ExampleA ball is rolled on a rough tiled floor with certain velocity. It is in rolling motion and it will continue to move with same speed and in the same direction for ever, if there is no interference of any external agency. But we see that, it stops after going to some distance. This is due to the presence of surface friction, air resistance etc. which come to action and eventually ball stops.

It can be concluded that only an external agency can break the inertial state of a body.
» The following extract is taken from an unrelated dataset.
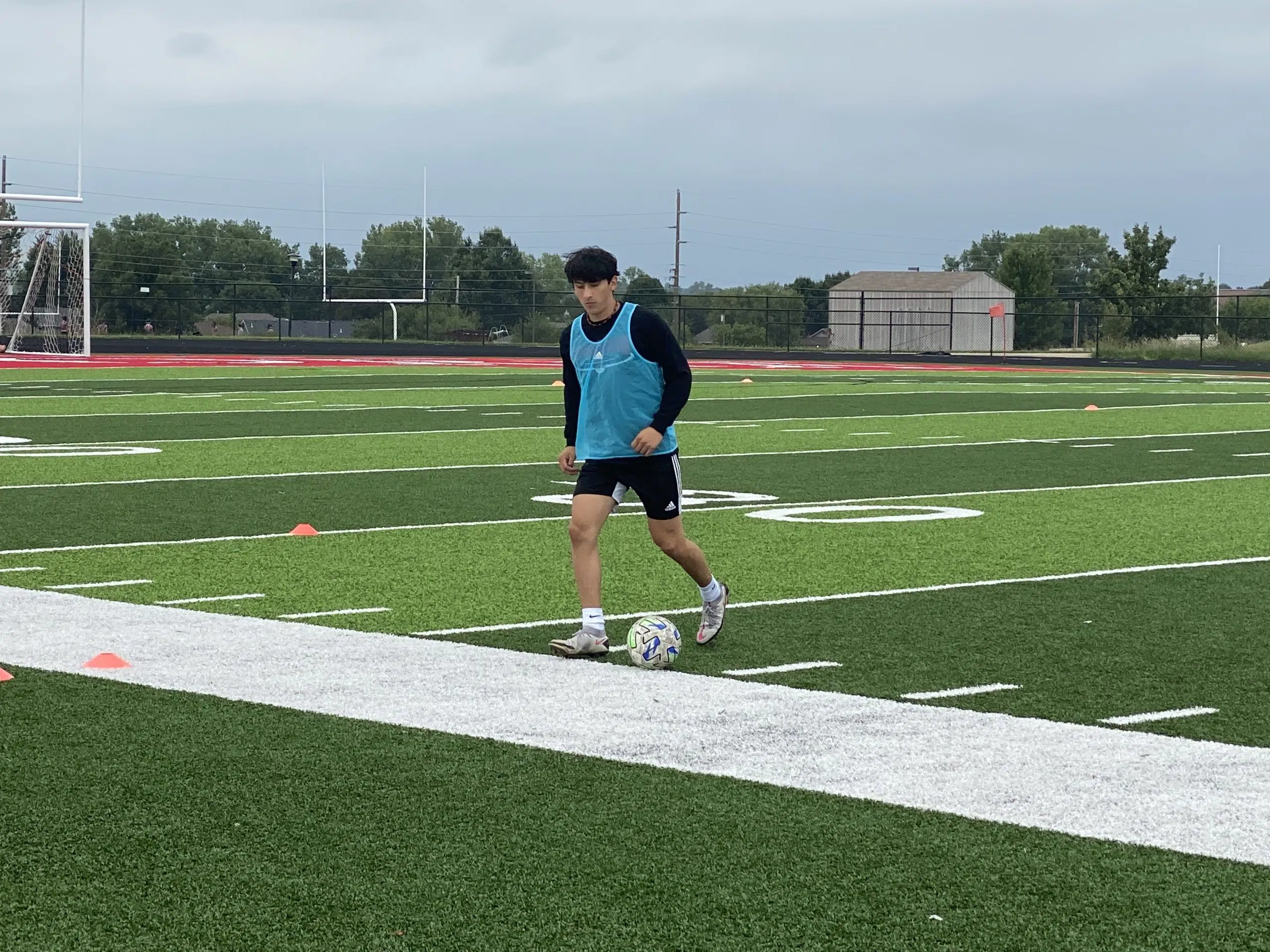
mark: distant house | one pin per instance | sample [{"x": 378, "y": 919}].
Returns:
[{"x": 921, "y": 311}]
This external agency is called a force.

## Expression for Force Measurement

From Newton’s first and second laws of motion, we can define a force and derive an expression for magnitude of force.

Consider about a body of mass ( m ) moving with velocity ( \vec {v} ) then its linear momentum will be –

\text {Linear Momentum} = \text {Mass} \ \times \ \text {Velocity}

Therefore, \quad \vec p = m \vec v

Differentiating both sides with respect to time ( t ) , we get –

\left ( \frac {d \vec p}{dt} \right ) = \left ( \frac {d}{dt} \right ) \left ( m \vec {v} \right )

= m \left ( \frac {d \vec v}{dt} \right )

= m \vec {a}

Where, ( \vec {a} ) is the acceleration developed in the body.

According to Newton’s second law of motion, we have –

\text {Applied Force} \ \propto \ \text {Rate of change of momentum}

Or, \quad \vec F \propto \frac {d \vec p}{dt}

Or, \quad F \propto m \vec a

Therefore, \quad F = k \ ma Where ( k )  is a constant of proportionality.

Now, units of ( m ), \ ( a ) \ \text {and} \ ( F ) are so chosen that constant ( k = 1 )

In SI units, let –

m = 1 \ kg, \quad a = 1 \ ms^{-2} \quad \text {and} \quad F = 1 \ N

Then, \quad k = \left ( \frac {F}{ma} \right ) = \frac {1 \ N}{1 \ \text {kg} \times 1 \ \text {m s}^{-2}}

Or, \quad k = \frac {1 \ \text {kg m s}^{-2}}{1 \ \text {kg} \times 1 \ \text {m s}^{-2}} = 1

Because, absolute unit of force is \left ( 1 \ N = 1 \ \text {kg m s}^{-2} \right )

Therefore, \quad \vec F = m \vec a

From this equation, measure of force acting on a body can be obtained.

Hence, a unit force may be defined as that force which produces unit acceleration in a body of unit mass.